Cayley numbers with arbitrarily many distinct prime factors

TL;DR

This paper identifies an infinite set of primes such that any product of distinct primes from this set yields a Cayley number, advancing understanding of the structure of Cayley numbers and their relation to vertex-transitive graphs.

Contribution

The paper constructs an infinite set of primes where all finite products are Cayley numbers, resolving a longstanding open problem in the classification of Cayley numbers.

Findings

Every finite product of distinct primes from the set is a Cayley number.

Every transitive group of degree equal to such a product contains a semiregular element.

Answers an outstanding question about the structure of Cayley numbers.

Abstract

A positive integer $n$ is a Cayley number if every vertex-transitive graph of order $n$ is a Cayley graph.
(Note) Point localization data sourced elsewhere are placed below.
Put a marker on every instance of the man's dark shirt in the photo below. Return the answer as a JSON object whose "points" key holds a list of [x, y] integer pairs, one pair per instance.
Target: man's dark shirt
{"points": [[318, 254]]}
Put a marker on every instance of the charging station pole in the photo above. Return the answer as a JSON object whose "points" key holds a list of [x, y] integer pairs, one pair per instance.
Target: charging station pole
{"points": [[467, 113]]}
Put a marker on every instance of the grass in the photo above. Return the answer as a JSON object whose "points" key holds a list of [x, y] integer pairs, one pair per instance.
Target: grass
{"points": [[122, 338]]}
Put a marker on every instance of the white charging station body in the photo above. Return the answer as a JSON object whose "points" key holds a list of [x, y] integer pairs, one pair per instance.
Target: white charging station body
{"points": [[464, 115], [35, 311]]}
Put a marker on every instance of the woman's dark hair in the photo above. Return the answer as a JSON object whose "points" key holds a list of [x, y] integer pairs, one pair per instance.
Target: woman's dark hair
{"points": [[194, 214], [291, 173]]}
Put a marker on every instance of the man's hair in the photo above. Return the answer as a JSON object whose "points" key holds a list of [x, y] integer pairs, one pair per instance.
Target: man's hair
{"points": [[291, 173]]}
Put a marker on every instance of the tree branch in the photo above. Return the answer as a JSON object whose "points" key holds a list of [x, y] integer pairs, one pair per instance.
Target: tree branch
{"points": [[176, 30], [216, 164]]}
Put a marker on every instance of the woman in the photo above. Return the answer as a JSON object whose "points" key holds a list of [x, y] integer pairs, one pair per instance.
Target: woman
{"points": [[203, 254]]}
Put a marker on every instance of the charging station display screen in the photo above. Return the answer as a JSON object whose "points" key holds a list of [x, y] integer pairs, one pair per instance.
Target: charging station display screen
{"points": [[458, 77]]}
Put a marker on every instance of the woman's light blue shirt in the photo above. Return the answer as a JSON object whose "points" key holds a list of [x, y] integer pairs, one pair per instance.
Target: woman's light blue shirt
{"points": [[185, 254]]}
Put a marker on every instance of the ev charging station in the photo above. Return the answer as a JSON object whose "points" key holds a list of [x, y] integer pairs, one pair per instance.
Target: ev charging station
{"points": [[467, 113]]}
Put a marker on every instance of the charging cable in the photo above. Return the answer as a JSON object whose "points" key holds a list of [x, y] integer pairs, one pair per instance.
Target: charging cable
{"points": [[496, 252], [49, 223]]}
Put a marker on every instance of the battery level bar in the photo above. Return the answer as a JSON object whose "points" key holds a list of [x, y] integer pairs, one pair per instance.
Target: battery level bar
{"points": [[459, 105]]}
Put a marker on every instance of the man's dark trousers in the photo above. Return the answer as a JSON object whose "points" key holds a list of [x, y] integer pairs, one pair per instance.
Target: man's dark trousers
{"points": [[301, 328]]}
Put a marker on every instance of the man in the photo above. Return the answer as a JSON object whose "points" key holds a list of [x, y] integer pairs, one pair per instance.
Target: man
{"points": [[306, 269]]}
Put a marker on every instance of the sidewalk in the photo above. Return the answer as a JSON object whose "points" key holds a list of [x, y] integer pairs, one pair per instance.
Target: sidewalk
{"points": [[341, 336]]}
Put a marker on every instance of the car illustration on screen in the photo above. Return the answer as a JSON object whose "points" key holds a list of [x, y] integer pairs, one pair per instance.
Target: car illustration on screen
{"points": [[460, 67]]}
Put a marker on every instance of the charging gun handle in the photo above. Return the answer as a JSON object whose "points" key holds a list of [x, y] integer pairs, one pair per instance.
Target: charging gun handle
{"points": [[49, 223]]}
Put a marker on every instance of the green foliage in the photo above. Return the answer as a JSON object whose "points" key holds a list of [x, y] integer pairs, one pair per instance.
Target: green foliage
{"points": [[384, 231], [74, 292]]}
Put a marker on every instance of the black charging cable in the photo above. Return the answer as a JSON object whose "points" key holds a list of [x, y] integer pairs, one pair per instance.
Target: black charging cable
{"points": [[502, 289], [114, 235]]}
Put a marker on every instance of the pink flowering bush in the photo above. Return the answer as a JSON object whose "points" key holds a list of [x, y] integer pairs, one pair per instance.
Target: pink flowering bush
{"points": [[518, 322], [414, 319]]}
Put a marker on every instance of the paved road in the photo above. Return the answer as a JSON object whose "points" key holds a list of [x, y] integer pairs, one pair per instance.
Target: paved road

In 1983, Dragan Maru\v{s}i\v{c} posed the problem of determining the Cayley numbers. In this paper we give an infinite set $S$ of primes such that every finite product of distinct elements from $S$ is a Cayley number. This answers a 1996 outstanding question of Brendan McKay and Cheryl Praeger, which they "believe to be the key unresolved question" on Cayley numbers. We also show that, for every finite product $n$ of distinct elements from $S$, every transitive group of degree $n$ contains a semiregular element.